Pescadores y buceadores dicen que es bastante común encontrar lanchas abandonadas en las inmediaciones de Isla Mujeres, aunque es imposible saber si fueron usadas en el contrabando de personas.

“Son organizaciones despiadadas, a las que lo único que les interesa es ganar dinero”, afirmó el teniente Matthew J. Moorlag, de una unidad de la Guardia Costera estadounidense que coopera con la armada mexicana. “Hemos visto gente que tira a los cubanos por la borda y los obliga a nadar hacia la costa”.

“Principalmente, estas embarcaciones son robadas en la Florida”, dijo Angulo. Agregó que no hay dudas de que el negocio es manejado por cubano-estadounidenses. Indicó que los seis contrabandistas que su gente detuvo este año “se hacen llamar cubanos-americanos y traen sus identificaciones de residentes americanos”.

Las lanchas pueden cubrir los 190 kilómetros (120 millas) entre Cuba e Isla Mujeres en unas pocas horas.

“Estas lanchas son más rápidas que las de la Guardia Costera”, expresó Andy Lax, director de Guardian Mobility, una firma de San Francisco especializada en seguridad y rastreo. “Las compañías aseguradoras de la Florida no van a asegurar estas embarcaciones de alta velocidad sin aparatos de rastreo”.

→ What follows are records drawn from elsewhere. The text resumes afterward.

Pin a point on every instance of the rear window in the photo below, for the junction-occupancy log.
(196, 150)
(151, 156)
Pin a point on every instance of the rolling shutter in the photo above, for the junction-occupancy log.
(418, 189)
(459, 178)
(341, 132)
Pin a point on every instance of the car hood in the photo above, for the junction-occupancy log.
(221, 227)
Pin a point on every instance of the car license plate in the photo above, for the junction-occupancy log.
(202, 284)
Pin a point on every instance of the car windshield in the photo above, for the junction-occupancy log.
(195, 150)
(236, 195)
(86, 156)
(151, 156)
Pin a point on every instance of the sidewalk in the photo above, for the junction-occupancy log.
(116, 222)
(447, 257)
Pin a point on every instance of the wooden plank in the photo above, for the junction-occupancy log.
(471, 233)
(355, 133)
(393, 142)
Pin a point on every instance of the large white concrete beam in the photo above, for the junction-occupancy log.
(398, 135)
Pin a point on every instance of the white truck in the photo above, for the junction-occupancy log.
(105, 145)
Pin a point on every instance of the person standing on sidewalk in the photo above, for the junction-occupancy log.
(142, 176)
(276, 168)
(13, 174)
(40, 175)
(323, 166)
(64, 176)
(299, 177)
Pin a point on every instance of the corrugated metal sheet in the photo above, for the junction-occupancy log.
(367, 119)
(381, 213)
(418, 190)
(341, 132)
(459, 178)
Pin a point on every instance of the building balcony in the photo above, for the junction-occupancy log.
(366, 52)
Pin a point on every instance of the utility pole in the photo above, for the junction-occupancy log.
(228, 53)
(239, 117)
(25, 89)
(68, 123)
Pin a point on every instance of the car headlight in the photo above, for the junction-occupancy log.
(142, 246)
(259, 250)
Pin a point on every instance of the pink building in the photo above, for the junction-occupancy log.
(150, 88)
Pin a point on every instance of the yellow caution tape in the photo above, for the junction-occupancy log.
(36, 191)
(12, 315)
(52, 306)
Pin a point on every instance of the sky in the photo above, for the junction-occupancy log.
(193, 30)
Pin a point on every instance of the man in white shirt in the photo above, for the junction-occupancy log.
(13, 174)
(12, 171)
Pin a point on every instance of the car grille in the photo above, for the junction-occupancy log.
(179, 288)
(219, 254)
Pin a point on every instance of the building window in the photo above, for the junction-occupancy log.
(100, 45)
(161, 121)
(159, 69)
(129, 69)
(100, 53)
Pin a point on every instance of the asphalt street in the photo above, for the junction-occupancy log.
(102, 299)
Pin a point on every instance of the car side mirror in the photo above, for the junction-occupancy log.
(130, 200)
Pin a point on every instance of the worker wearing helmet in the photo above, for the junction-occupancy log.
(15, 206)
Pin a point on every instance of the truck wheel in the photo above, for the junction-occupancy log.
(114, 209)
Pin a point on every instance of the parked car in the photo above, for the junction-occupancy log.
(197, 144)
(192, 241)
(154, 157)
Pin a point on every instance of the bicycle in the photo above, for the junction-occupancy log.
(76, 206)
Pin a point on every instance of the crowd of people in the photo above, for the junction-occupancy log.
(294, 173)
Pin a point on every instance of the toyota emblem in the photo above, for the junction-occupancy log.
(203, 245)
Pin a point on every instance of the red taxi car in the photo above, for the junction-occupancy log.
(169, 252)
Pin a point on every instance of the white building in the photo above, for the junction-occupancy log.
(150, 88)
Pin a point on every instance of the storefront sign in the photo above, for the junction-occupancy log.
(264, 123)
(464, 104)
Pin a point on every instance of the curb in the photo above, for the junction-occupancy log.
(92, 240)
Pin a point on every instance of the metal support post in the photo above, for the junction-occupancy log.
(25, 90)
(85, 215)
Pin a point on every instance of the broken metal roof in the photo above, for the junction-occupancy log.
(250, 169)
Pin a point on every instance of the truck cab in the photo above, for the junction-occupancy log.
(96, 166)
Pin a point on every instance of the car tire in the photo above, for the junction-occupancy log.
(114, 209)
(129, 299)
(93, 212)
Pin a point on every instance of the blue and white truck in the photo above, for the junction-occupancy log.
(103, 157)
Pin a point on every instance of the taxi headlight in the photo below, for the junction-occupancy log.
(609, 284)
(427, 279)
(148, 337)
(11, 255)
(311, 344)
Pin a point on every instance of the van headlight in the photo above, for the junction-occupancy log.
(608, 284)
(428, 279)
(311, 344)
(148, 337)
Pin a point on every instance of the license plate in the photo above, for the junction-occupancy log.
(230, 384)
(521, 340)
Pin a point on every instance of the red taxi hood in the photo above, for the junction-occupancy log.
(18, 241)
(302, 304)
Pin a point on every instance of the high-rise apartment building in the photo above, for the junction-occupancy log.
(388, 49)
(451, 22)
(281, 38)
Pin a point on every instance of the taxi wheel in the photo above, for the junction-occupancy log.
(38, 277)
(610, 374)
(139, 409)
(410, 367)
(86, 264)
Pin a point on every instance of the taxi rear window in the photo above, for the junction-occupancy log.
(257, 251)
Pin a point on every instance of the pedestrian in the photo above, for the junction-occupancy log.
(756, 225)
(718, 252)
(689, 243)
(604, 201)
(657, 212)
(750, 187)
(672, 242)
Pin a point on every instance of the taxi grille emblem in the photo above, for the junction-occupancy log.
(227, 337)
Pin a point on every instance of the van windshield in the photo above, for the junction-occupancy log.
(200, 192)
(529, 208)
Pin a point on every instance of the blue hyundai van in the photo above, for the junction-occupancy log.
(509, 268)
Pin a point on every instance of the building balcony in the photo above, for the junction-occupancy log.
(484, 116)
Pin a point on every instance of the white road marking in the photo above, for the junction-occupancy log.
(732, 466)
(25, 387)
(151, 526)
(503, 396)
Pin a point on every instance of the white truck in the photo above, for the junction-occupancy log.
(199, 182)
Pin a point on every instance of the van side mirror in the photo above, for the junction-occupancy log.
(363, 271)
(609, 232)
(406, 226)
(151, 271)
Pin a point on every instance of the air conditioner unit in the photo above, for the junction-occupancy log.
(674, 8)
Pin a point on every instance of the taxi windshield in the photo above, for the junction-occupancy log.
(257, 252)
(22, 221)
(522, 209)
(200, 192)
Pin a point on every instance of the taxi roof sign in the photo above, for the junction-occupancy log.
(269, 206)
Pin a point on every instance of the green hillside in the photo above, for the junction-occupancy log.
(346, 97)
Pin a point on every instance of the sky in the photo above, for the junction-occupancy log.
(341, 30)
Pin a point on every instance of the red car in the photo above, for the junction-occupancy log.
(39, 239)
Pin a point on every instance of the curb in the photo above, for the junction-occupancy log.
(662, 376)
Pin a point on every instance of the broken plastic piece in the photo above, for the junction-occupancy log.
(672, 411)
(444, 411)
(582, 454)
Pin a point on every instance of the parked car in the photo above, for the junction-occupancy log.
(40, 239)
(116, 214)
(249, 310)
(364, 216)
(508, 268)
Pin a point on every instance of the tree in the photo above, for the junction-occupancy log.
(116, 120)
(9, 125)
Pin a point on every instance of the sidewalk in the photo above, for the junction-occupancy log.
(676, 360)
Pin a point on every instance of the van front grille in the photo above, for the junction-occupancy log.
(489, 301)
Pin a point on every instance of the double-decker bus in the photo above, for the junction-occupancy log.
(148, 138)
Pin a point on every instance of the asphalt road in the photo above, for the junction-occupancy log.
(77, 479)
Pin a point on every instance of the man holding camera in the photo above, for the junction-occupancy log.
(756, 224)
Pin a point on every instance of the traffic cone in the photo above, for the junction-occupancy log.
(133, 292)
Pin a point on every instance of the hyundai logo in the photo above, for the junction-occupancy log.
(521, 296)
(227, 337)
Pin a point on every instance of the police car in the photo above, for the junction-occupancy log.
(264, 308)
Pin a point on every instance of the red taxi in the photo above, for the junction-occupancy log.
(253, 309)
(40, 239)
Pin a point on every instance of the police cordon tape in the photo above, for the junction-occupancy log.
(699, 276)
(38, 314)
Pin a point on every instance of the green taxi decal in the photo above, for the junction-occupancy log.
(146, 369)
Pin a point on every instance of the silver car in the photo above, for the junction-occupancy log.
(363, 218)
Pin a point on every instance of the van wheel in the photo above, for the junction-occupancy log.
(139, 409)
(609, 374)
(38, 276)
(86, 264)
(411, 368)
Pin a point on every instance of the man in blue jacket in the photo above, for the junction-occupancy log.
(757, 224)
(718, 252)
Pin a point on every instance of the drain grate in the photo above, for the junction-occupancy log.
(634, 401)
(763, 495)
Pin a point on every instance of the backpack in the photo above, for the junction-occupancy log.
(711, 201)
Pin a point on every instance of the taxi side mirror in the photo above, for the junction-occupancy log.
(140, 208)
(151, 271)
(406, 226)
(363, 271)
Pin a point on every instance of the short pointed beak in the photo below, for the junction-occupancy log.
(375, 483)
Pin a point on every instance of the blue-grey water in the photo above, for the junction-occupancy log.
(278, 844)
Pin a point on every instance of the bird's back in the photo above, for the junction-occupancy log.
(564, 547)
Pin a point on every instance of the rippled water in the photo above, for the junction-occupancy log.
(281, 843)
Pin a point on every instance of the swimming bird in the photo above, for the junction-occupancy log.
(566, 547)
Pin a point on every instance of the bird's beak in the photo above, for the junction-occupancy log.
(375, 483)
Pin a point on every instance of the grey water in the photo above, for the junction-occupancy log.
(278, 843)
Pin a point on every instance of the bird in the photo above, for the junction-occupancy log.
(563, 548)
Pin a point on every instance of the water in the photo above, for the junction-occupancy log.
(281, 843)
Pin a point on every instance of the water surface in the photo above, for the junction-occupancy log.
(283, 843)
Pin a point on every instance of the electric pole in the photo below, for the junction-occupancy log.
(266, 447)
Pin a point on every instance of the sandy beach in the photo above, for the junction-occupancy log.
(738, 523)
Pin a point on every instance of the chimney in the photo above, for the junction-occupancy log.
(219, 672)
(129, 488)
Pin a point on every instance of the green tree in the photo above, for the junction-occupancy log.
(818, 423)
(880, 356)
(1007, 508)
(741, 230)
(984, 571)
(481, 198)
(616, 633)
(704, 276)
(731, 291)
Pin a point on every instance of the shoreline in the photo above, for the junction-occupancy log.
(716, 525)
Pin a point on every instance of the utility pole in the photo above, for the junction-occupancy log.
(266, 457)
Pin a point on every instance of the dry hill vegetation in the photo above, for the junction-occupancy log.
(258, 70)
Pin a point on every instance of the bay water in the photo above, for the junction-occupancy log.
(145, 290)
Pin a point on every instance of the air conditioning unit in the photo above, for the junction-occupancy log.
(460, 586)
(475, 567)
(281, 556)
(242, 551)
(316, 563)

Antes los cubanos llegaban mayormente en embarcaciones precarias, debilitados luego de pasar varios días en altamar, pero esa ya no es la norma. En 2007, la unidad de Angulo interceptó 26 embarcaciones precarias con cubanos a bordo y cinco lanchas modernas, pero en lo que va de 2008 su gente dio con 32 lanchas y con apenas seis balsas o botes modestos.

“Lo maneja una banda”, afirmó el pescador de Isla Mujeres José Sánchez, de 42 años. “Los traen a la isla, les cambian de ropa como si fueran un ciudadano común y corriente y los llevan a Cancún”, expresó.

De allí se dirigen a la frontera con Estados Unidos, donde deben presentar documentos de identidad y someterse a un control médico, tras lo cual son admitidos sin problemas.

Esta ruta es tan segura que se cree que las autoridades interceptan apenas el 12% de los cubanos que intentan llegar a Estados Unidos, y al final de cuentas los deja seguir su camino.

En 2007, México detuvo a 1.359 cubanos y les negó el ingreso a 209. Este año fueron detenidos 422 y ninguno fue devuelto, según el funcionario de inmigración Luis Alberto Molina.

Méndez, miembro de una familia de exiliados cubanos de Miami, dice que ya no hay patriotismo en todo esto.

“Lo triste, y lo digo yo, que soy cubano-estadounidense, hijo de cubanos y sé por lo que pasa la gente en la Cuba comunista, es que ya no se trata de ir a ayudar a los familiares de uno”, manifestó. “Ahora lo que quieren es hacer dinero a costa de esta pobre gente inocente. Y si me agarran, los tiro al agua y me salvo”.